Children’s conceptions and experiences of their informal learning: expanding the boundaries of learning

Year: 2019

Author: Bourke, Roseanna, O'Neill, John, Loveridge, Judith

Type of paper: Abstract refereed

Life-long and life-wide learning have been dominant in official policy discourses that prescribe curriculum and assessment priorities and, increasingly, in every day talk about learning. Despite this, the phenomenon of everyday or informal learning has been largely invisible. As a consequence, we lack a well-developed language for talking about informal learning. Given the multiple contexts in which children live and learn in their everyday lives and the diverse range of people and cultural tools with whom they may engage it is important to develop conceptual frameworks and vocabularies forinformal learning. In an era when many state education systems have become oriented towards the measurement of individual learning outcomes we urge a more complex and critical understanding of informal learning so as to challenge hegemonic conceptions of learning as that which takes place in formal settings using preferred pedagogies and positional relations of power .

In this paper we use the results from a 3-year longitudinal TLRI-funded research programme which involved 250 children talking, illustrating and documenting their informal and everyday learning to explore what this means from a child’s point of view, and to argue that informal and everyday learning offers greater possibility to acknowledge every dimension of learning.

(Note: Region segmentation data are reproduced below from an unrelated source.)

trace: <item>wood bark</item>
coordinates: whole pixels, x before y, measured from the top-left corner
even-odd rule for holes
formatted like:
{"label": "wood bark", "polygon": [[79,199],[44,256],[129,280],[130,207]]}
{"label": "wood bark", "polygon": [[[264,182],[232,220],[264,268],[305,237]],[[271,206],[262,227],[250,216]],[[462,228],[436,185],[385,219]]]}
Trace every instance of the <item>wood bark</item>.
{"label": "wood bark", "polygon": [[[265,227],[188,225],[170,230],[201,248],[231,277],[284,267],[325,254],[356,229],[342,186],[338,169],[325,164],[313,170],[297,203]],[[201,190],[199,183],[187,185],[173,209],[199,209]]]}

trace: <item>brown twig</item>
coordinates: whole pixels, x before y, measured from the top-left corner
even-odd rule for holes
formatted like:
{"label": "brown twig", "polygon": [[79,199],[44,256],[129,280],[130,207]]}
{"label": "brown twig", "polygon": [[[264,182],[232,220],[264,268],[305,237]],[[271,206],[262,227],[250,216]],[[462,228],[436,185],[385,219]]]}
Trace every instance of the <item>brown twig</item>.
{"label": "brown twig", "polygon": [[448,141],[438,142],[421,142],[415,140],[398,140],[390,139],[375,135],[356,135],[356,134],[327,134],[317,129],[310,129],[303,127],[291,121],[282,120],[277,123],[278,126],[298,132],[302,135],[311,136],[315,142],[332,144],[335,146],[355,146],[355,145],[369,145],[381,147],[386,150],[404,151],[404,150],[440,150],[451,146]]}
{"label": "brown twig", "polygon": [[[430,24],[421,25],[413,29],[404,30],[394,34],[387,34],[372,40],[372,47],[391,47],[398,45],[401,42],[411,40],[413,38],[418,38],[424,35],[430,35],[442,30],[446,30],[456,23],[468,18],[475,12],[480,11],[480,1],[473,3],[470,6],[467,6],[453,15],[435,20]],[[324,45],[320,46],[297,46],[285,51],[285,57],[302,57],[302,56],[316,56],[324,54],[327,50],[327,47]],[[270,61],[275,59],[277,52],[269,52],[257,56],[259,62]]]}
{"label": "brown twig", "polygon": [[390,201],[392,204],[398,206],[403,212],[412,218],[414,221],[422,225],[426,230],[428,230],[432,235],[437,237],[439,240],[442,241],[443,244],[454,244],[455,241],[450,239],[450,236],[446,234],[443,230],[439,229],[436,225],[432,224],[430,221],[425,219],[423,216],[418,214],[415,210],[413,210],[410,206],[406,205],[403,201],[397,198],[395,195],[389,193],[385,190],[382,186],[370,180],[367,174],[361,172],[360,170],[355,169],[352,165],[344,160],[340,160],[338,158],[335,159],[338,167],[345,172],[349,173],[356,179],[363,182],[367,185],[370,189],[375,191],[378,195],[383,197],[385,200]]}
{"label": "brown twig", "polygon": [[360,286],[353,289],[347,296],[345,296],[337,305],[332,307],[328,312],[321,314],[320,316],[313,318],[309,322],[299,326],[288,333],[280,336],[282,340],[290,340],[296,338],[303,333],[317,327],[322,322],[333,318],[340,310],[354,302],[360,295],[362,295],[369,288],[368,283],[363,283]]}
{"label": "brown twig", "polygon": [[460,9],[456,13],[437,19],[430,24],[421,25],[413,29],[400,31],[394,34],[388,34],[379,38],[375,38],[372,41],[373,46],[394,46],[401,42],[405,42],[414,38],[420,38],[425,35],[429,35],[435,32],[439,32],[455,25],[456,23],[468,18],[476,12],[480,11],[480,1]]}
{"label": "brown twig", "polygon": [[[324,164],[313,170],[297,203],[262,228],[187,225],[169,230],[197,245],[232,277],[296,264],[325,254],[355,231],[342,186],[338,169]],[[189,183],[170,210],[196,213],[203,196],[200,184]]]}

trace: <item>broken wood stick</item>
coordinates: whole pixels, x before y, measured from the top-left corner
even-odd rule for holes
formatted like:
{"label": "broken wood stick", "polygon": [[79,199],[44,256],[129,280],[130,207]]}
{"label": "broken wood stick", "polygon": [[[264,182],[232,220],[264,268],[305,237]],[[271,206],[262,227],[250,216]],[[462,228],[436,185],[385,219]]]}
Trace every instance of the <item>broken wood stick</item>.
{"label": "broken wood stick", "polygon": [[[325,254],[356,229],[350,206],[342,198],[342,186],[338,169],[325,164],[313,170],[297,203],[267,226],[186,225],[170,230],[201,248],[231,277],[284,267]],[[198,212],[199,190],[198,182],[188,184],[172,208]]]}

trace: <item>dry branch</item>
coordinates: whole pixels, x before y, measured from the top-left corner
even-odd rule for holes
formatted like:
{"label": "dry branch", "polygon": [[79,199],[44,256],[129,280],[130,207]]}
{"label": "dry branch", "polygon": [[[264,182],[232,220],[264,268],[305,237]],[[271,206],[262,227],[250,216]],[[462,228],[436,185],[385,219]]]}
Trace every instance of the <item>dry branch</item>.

Children’s conceptions of informal learning ranged from least to most sophisticated, and we illustrate these with the stories children told. The five categories ranged from least sophisticated (A) to most sophisticated or inclusive views (E) around informal learning. Our analysis also revealed that each category included common dimensions of their everyday activities and settings that influenced how and why these children participated in the activities they chose to describe: relationships (How do I connect to others?); purpose (Why am I doing this?); strategies (How am I learning?); identity (Who am I becoming?); culture (Who am I? Who are we? What is important?) and affect/emotion (How do I feel?). Together, we propose that these categories and dimensions reveal the warp and weft of children’s conceptions of and intent participations in their informal everyday learning outside of school.

The young people confirm their informal and everyday learning is complex, multigenerational, and captures their identity as interested learners with their own agenda. We argue that this empirical approach provides a complex understanding of informal learning, which attends to critiques of earlier conceptualisations and may also help teachers consider how to more meaningfully support all students’ learning in school.